Emerson's Concord HymnThe Patriots' Hymn at Concord


       The Yeoman’s Gazette (Concord, Mass.) for April 19, 1836, states: “Mr. Ralph Waldo Emerson, of our community, was called on to speak about the farmers from this neighborhood who took up arms and assembled at the old bridge, with their flag flying; that the sounds of the shot they had fired off were carried all around the world. Mr Emerson said his poem was to be known as the Concord Hymn, and that it was to be sung to celebrate the completion of the battle monument.” Printed with the poem are the words: “Sung at the completion of the Battle Monument, April 19, 1836 [Evacuation (Patriots’) Day].”
        Emerson’s grandfather, Minister of the Concord Church, was present at the battle in 1775. The study in Emerson’s home, “Old Bush”, overlooked the Concord River and the battlefield.

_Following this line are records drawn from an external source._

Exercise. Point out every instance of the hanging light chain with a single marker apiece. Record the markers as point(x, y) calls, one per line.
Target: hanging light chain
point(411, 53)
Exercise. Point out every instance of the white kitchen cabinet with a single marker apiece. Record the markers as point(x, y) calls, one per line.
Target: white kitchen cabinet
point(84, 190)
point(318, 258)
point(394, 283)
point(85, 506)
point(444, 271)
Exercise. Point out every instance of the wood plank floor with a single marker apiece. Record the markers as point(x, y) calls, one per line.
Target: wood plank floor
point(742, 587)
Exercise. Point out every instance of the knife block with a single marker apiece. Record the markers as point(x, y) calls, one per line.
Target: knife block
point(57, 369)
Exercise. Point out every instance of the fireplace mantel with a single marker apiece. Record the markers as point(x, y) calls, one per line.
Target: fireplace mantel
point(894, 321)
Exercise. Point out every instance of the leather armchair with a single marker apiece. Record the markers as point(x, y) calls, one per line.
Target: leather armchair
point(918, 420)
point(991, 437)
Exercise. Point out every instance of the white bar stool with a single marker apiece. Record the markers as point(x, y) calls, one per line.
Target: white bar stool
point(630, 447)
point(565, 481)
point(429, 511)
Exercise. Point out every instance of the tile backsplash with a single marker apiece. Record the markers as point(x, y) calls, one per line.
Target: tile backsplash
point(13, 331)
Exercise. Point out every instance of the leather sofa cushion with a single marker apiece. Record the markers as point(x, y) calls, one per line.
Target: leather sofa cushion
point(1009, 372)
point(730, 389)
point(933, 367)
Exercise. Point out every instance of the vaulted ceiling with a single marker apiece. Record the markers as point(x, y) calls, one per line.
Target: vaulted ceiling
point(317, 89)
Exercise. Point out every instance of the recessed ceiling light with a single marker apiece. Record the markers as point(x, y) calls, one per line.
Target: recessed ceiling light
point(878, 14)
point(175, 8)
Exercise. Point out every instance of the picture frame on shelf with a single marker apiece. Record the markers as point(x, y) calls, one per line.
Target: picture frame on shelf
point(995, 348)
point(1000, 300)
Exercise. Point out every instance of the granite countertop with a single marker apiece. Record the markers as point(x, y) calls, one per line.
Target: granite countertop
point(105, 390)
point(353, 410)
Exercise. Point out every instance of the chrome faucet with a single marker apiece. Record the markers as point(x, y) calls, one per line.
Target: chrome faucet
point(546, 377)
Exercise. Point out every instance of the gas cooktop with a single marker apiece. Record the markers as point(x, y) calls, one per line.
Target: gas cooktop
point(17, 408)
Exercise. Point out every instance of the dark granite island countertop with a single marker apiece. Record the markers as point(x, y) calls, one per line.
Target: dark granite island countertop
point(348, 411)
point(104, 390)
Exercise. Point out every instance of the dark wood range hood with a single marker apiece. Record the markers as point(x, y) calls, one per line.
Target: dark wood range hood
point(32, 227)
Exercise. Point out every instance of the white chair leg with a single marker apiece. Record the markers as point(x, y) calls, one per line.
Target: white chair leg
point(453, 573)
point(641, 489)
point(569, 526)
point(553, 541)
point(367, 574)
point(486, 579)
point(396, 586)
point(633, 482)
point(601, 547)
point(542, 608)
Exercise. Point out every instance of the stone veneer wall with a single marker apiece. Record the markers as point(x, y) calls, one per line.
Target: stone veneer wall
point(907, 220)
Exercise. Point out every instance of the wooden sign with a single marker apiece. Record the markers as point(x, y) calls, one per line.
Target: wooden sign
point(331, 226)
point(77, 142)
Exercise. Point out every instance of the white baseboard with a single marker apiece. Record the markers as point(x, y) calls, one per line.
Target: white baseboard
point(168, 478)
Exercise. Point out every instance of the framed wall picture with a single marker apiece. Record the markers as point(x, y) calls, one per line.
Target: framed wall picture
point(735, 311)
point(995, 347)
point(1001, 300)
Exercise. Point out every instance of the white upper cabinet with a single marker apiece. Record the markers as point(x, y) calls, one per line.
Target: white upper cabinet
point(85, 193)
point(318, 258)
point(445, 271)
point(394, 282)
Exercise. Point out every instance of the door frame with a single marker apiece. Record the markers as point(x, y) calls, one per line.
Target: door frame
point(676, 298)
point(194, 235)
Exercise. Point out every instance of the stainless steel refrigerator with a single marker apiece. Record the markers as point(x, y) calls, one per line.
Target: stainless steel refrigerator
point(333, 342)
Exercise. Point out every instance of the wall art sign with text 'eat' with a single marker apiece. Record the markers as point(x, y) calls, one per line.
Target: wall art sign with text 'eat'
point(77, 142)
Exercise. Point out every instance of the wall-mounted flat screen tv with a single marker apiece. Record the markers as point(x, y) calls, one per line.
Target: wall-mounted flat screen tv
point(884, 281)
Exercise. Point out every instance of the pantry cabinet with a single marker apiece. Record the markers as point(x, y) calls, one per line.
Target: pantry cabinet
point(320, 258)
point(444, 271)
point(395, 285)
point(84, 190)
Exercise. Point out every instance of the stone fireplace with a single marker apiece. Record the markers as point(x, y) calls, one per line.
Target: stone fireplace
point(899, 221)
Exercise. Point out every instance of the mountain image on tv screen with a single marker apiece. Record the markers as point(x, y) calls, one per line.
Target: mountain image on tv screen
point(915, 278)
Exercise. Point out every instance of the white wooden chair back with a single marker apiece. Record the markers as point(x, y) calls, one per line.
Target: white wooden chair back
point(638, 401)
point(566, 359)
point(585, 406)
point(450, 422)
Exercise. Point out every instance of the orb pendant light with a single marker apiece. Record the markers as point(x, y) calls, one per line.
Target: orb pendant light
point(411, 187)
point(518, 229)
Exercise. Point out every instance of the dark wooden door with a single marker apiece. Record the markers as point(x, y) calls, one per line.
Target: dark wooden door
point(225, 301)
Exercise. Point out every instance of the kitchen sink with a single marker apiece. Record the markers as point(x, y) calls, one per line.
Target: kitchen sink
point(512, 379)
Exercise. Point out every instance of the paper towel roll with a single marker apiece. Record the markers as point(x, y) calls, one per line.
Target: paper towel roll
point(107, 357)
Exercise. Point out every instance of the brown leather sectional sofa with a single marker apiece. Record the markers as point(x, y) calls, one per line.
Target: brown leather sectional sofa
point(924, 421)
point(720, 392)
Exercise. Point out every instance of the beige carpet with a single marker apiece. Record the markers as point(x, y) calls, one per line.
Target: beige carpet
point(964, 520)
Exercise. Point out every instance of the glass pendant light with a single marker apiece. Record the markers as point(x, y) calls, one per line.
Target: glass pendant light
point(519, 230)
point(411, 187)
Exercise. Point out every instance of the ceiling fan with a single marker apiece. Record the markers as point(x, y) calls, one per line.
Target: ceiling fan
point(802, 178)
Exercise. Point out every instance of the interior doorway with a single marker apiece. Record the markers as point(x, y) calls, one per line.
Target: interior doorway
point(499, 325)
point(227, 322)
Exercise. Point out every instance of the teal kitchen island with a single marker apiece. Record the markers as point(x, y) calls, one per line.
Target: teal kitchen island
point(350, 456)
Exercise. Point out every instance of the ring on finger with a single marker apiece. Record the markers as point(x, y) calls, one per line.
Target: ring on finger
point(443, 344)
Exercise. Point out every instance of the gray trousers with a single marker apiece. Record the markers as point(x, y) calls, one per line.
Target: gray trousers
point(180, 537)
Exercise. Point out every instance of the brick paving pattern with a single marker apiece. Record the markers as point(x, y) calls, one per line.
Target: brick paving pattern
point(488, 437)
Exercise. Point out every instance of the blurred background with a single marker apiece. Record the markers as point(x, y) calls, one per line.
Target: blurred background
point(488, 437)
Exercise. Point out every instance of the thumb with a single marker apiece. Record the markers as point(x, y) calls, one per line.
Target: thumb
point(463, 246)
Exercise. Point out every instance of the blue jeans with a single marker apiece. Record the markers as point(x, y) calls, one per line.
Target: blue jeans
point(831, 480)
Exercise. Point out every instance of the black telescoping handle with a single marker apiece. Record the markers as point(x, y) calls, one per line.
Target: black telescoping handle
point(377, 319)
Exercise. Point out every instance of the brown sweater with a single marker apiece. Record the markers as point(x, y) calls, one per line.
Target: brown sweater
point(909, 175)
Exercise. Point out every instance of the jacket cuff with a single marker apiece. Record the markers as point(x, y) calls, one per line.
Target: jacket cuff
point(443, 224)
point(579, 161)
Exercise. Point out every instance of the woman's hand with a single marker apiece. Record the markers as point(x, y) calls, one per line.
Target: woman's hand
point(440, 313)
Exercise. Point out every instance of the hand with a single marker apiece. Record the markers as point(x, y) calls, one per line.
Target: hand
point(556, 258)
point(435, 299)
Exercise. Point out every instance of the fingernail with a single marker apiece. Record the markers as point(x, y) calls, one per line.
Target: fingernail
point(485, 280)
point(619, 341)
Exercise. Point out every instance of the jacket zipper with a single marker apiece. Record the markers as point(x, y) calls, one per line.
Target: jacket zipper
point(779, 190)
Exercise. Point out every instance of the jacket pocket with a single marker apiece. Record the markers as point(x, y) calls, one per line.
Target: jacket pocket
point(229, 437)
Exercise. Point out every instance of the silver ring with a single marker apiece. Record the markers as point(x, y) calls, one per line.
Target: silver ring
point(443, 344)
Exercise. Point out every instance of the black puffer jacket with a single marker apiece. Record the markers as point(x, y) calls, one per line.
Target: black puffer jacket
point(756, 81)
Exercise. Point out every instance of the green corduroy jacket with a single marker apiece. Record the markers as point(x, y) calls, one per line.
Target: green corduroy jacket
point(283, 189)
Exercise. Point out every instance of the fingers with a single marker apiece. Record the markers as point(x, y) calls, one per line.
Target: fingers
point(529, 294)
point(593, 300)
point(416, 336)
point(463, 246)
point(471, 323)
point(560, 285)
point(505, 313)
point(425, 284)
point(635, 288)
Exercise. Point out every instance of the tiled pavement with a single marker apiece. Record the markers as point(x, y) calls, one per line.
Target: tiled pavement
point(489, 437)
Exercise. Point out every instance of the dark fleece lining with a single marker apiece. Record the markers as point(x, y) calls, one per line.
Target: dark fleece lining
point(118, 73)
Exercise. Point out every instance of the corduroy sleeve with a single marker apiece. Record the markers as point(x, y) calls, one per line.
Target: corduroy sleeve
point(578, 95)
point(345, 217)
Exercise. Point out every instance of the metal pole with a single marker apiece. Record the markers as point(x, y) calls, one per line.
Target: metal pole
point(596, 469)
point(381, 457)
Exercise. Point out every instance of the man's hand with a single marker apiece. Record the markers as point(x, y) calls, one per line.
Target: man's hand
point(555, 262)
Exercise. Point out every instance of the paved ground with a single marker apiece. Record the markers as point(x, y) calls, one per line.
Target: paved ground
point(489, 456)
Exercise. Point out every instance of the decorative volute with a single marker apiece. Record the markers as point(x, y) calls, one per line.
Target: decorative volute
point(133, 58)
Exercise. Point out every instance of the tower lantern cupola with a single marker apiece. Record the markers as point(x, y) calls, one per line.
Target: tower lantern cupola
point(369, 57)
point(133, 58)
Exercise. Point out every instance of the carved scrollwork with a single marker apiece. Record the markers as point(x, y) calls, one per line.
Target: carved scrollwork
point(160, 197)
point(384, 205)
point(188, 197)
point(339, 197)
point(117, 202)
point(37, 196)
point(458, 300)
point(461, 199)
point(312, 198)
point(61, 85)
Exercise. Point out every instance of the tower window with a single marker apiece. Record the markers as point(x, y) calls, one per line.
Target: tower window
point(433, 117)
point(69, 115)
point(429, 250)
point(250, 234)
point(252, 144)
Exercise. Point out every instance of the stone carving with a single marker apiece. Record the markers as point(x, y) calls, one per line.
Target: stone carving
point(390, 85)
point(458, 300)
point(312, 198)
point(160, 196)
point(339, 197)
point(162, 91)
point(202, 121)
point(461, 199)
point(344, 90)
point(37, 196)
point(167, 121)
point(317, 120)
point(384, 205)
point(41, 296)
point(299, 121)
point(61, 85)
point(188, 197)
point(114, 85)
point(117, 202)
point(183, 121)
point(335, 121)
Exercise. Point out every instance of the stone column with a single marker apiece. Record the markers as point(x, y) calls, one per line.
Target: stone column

In the year following, an item in the Gazette for July 8 reports a “well sung Old Hundredth” by those at the gathering. Singing the poem is further corroborated by a private note containing the statement:
“Sung by the people on the battleground at the monument [in another event], 4th of July, 1837.”

Tune
Writing a text to a specific tune is a time-honored method of composition. That Emerson chose this psalm tune to remind us of a melody sung by “our sires, th’embattled farmers” confirms his knowledge of the music of his forebears, and his experience in singing with the congregation of the Church of his father, Rev. William Emerson, Minister of the First Church in Boston, known as “Old Brick”. The psalm tune, Old Hundredth [long meter], was composed by Louis Bourgeois for Pseaulmes cinquante de David, Geneva, 1547. It was used as a setting for the text of Psalm 100 in the Genevan Psalter of 1551, and is found in most psalm-tune and hymn books since. The Bay Psalm Book (1640) translation of Psalm 100 is also in long meter.

Presentation
This song is best sung by voices alone [a cappella] in the style that it represents best, the singing of the early Puritan ‘gatherings.’ The notation given here is in the ‘old’ style, or original form: each phrase has a long first note and three long final notes. The first note is known as the ‘gathering tone’, in which all participants ‘tune’ to the common pitch. The last three [whole] notes accentuate important words in the phrase.
One may use the traditional ‘deaconing’ or ‘lining out’ technique to lead this psalm. An individual singer — by custom a male — sets the pitch and the pace of the first verse, singing one line at a time to which the other singers respond. In subsequent verses, all sing together. If the group does not have the text in hand, the subsequent verses may be read out one line at a time, the group singing the response. The hymn is to be sung in phrases, like chanting, not with a rhythmic beat. The pace should be brisk: half note = 76.